To assess the putative function of mafB-mafI modules, we expressed four predicted MafB toxins from meningococcal strain 8013 in E. coli. Induction of the expression of two MafB proteins was highly toxic for E. coli both on Luria-Bertani (LB) agar plates and in liquid LB culture. By cloning only the DNA region encoding the C-terminal domain or the N-terminal domain of MafB toxins, we demonstrated that the toxicity of MafB relies in its C-terminal domain. We showed that the protein encoded by the mafI gene located immediately downstream of mafB was indeed an immunity protein, able to neutralize its cognate toxin when both proteins are co-expressed. In contrast, there is no cross-protection conferred by a non-cognate immunity protein. We were also able to co-purify a MafB toxin with its cognate immunity protein, which suggests that MafI is likely to inhibit MafB toxicity by a direct interaction. Thus, we have demonstrated that two mafB-mafI modules from strain 8013 (mafBIMGI-1NEM8013 and mafBIMGI-3NEM8013) are functional toxin-immunity systems when expressed in E. coli. Then, we assessed the toxicity of MafB proteins in Neisseria. We evidenced that it was impossible to delete the immunity gene of three of the four mafB genes of strain 8013 and it was also impossible to insert an ectopic copy of the same three mafB genes in the 8013 genome. Thus, three MafB proteins (MafBMGI-1NEM8013, MafB1MGI-2NEM8013 and MafBMGI-3NEM8013) are toxic in their original Neisseria strain.
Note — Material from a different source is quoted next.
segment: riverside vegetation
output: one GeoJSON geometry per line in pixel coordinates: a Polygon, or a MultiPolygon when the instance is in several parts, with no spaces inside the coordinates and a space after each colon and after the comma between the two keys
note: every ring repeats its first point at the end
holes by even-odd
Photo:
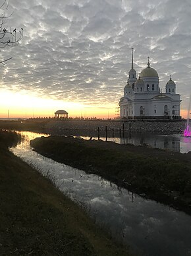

We focused on one MafB toxin from strain 8013 (MafBMGI-1NEM8013) that was in silico predicted to have a ribonuclease activity cleaving RNA at uridylates (EndoU ribonuclease). We purified this protein and incubated it with a synthetic RNA. A cleavage of this RNA only when it contains uridylates (U) was observed. On the other hand, no cleavage was observed when the cognate purified immunity protein was added to the reaction. Therefore, we characterized the first bacterial EndoU ribonuclease.
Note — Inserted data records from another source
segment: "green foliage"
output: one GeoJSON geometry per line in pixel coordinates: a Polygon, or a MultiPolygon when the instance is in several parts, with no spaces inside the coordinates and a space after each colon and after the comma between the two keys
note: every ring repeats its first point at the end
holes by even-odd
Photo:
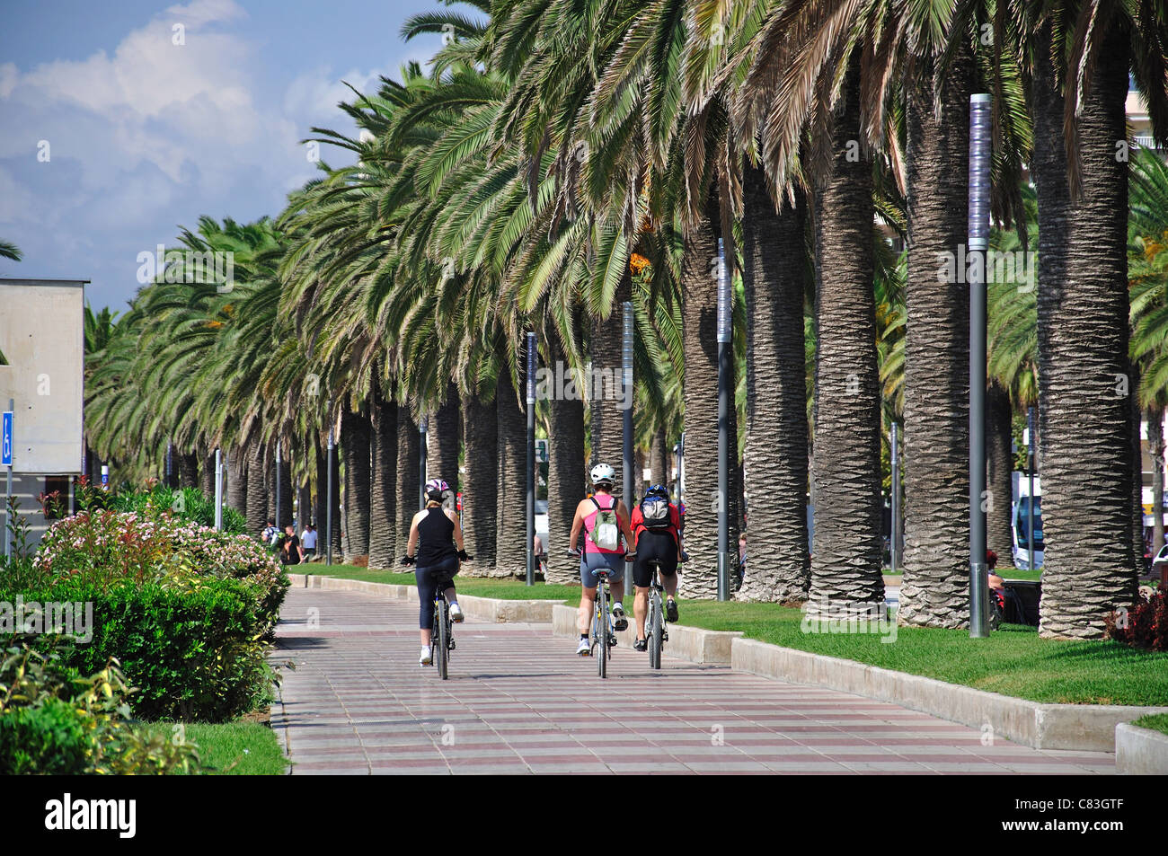
{"type": "MultiPolygon", "coordinates": [[[[0,600],[16,593],[0,591],[0,600]]],[[[89,673],[119,661],[137,690],[130,704],[138,717],[224,722],[271,697],[276,675],[265,659],[259,591],[246,580],[65,579],[20,593],[26,603],[92,605],[92,640],[61,646],[62,662],[89,673]]],[[[23,641],[39,648],[56,643],[43,634],[23,641]]]]}
{"type": "Polygon", "coordinates": [[[0,659],[0,774],[196,772],[193,746],[135,728],[116,662],[89,677],[28,646],[0,659]]]}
Consistent with the fact that MafB sequences contain a signal peptide (SP), we were able to detect MafB in culture supernatants. In addition, we showed that this secretion requires the N-terminal signal peptide. Altogether these data demonstrate that MafB are secreted toxins.
Since other polymorphic toxins have been involved in interbacterial competition, we searched for a role of MafB in competition assays. We used strain 8013 and tested the impact of the overexpression of the four MafB proteins in competition assays. We evidenced a significant competitive advantage for the isolate overexpressing MafB1MGI-2NEM8013. This advantage was no longer observed when target cells overexpressed the cognate immunity MafI1MGI-2NEM8013. This suggests that MafB1MGI-2NEM8013 could be employed by strain 8013 to outcompete strains that do not possess the cognate immunity.
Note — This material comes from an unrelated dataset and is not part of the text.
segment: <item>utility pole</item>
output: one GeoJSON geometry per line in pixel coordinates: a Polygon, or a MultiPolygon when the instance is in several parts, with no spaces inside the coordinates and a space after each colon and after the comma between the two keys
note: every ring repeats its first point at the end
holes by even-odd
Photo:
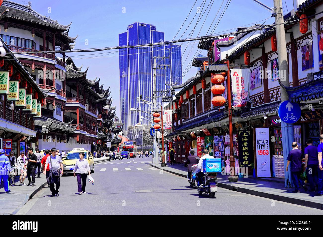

In addition to the maf loci, meningococcal genomes contain other toxin systems (such as bacteriocins and CDI systems). It is therefore difficult to predict the evolution of a complex community when each strain may produce its own repertoire of toxins and immunity proteins.
Exploring the role and the interplay between these toxin-immunity systems in vivo should be the aim of future studies.